Robert Dorrien Smith and the team behind the proposed new helicopter service between the Isles of Scilly and the mainland (Penzance) have issued a press release concerning legal action by the IOS Steamship Group to overturn the Cornwall Council planning decision that approved plans for a new Penzance Heliport.
The press release is as follows:
The team reinstating the helicopter link to the Isles of Scilly has reaffirmed its commitment to the islands after a legal attack was launched to disrupt the project.
Construction of a replacement Penzance Heliport has been paused after the Isles of Scilly Steamship Company – which currently holds the passenger and freight transport monopoly to the islands – began proceedings for a judicial review.
The process would see a judge examine the lawfulness of Cornwall Council’s unanimous decision to grant planning permission for the project.
The move by the Isles of Scilly Steamship Company follows an anonymous attempt to get the decision reviewed by the Secretary of State, which was thrown out.
Robert Dorrien-Smith, who is behind the proposals to reinstate a helicopter service, said: “This absurd move by the Steamship Company will only ever be seen for what it is: an anti-competitive action, dressed up in as much legal fog as they can muster.”
“This is not an attack on us; we will persevere.

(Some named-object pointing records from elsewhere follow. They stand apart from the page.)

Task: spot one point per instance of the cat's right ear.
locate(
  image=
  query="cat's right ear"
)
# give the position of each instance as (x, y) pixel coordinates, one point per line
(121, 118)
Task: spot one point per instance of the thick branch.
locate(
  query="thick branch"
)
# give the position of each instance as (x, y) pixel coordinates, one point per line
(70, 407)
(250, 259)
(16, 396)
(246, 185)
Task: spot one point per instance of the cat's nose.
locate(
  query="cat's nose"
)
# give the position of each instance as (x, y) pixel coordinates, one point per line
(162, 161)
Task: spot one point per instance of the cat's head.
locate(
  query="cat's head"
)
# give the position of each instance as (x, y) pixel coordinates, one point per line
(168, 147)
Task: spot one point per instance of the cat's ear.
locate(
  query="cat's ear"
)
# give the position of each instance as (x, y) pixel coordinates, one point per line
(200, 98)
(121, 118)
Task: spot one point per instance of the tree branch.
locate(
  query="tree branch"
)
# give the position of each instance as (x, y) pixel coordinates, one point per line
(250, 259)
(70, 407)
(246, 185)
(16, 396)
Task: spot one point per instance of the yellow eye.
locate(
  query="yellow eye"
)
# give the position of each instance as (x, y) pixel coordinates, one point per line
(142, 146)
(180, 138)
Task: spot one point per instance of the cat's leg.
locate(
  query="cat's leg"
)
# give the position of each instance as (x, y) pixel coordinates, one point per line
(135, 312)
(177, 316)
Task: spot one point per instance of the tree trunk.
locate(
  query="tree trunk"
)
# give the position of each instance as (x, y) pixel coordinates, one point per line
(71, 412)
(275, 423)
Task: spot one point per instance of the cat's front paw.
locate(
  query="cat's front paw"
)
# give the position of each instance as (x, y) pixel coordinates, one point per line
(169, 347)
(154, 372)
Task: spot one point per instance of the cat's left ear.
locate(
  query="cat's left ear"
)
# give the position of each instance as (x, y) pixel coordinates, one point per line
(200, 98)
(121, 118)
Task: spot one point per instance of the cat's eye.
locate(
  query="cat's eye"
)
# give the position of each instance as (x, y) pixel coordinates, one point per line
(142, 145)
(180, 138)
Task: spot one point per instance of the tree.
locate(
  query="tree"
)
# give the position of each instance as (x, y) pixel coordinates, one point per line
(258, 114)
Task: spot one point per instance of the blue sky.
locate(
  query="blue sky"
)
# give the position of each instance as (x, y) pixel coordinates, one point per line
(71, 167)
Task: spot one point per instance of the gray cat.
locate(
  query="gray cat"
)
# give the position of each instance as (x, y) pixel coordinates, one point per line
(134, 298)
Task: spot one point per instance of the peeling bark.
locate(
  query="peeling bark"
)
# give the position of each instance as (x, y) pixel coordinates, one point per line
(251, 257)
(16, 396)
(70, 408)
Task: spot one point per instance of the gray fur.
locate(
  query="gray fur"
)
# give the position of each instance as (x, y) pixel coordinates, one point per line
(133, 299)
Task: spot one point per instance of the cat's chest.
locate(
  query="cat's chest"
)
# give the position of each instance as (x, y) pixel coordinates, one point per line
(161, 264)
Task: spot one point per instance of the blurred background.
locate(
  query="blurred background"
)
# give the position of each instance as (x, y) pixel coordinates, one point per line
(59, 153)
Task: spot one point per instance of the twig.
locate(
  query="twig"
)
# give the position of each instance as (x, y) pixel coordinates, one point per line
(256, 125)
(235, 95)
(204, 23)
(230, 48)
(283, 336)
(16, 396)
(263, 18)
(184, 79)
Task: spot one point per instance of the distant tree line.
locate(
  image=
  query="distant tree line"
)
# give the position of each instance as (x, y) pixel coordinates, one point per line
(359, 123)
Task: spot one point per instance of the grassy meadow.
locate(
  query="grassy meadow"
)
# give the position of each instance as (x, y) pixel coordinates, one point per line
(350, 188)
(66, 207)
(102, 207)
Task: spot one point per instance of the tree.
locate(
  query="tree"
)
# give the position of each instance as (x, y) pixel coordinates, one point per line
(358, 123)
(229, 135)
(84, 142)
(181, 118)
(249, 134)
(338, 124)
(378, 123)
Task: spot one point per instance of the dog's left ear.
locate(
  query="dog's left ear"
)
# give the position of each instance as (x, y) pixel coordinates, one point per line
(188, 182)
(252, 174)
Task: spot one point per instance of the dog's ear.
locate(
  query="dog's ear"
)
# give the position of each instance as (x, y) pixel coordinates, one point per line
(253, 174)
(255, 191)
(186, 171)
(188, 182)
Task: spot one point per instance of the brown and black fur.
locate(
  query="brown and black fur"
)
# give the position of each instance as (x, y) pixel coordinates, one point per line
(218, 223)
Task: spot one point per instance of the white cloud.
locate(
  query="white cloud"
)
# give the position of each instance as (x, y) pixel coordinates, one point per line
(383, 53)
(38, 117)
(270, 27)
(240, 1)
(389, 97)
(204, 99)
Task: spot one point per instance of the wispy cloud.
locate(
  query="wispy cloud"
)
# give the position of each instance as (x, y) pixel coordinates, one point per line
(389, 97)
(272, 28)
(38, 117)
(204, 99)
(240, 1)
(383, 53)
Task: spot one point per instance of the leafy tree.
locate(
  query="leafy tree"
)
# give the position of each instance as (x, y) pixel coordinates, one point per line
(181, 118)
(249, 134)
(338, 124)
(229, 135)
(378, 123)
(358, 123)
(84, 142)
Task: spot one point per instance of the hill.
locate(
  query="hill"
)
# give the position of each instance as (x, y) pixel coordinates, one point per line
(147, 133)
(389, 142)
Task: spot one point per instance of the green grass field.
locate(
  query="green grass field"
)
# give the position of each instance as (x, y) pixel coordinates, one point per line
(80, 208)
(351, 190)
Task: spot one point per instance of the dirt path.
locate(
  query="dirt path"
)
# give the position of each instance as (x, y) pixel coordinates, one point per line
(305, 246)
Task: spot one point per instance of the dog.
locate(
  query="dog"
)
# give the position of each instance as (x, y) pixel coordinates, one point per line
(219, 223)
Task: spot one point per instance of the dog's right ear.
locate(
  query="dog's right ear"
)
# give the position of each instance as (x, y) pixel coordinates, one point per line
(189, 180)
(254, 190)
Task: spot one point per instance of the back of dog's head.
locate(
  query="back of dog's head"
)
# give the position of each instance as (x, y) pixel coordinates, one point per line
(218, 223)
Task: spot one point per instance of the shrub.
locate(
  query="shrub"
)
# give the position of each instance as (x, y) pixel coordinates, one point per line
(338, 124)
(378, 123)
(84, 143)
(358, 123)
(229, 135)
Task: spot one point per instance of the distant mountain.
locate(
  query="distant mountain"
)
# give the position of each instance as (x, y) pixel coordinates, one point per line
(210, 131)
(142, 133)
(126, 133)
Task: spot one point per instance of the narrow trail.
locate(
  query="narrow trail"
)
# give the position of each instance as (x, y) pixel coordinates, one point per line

This is an attack on the islands, islanders and our visitors by a company that claims to be proud of its island heritage.
“This reckless move also threatens to damage the reputation of the islands among Cornwall Council and other public bodies – including government departments – on whose support the islands rely. No doubt they will regard this petty and irresponsible move with dismay.”
Cornwall Council’s Strategic Planning Committee gave the project the go ahead in February following a public consultation which saw over 2,600 letters of support from the public – the highest level of support the Council has ever seen for a planning application.
The project also received support from bodies including the Council of the Isles of Scilly, the Duchy of Cornwall, Visit Cornwall, Penzance Town Council and the islands’ destination management organisation, the Islands’ Partnership.
Mr Dorrien-Smith continued: “The level of support for this project is unprecedented and proves my deep conviction that a new helicopter service is right for Scilly. I want to reaffirm to islanders, visitors and the Steamship Company that I will stand by this conviction.”
Mr Dorrien-Smith has contacted the Board of the Isles of Scilly Steamship Company in recent weeks in an attempt to find a way forward, including offering the Company an opportunity to invest in the heliport.
The Isles of Scilly Steamship Company responded with a proposal to allow the helicopter to operate from Land’s End Airport, which it owns. After studying the proposal in detail, Penzance Heliport Ltd concluded this would not deliver the growth and resilience enhancements that are core aims of this project. The proposal was also not viable for commercial reasons.
Mr Dorrien-Smith added:
“My intention remains to strengthen the transport system to these islands for the benefit of all. Unfortunately the Steamship Company’s response has demonstrated they are motivated purely by an obsessive defence of a monopoly, led by the misguided belief that a reinstated helicopter service will be damaging to their company.
“For many years the helicopter and other transport services to the islands worked in harmony and cooperation, and I do not accept the Steamship Company’s view that this could not be made to happen again.
“Ultimately we have got to put islanders and customers first and we must try to design a transport system that is best for everybody.”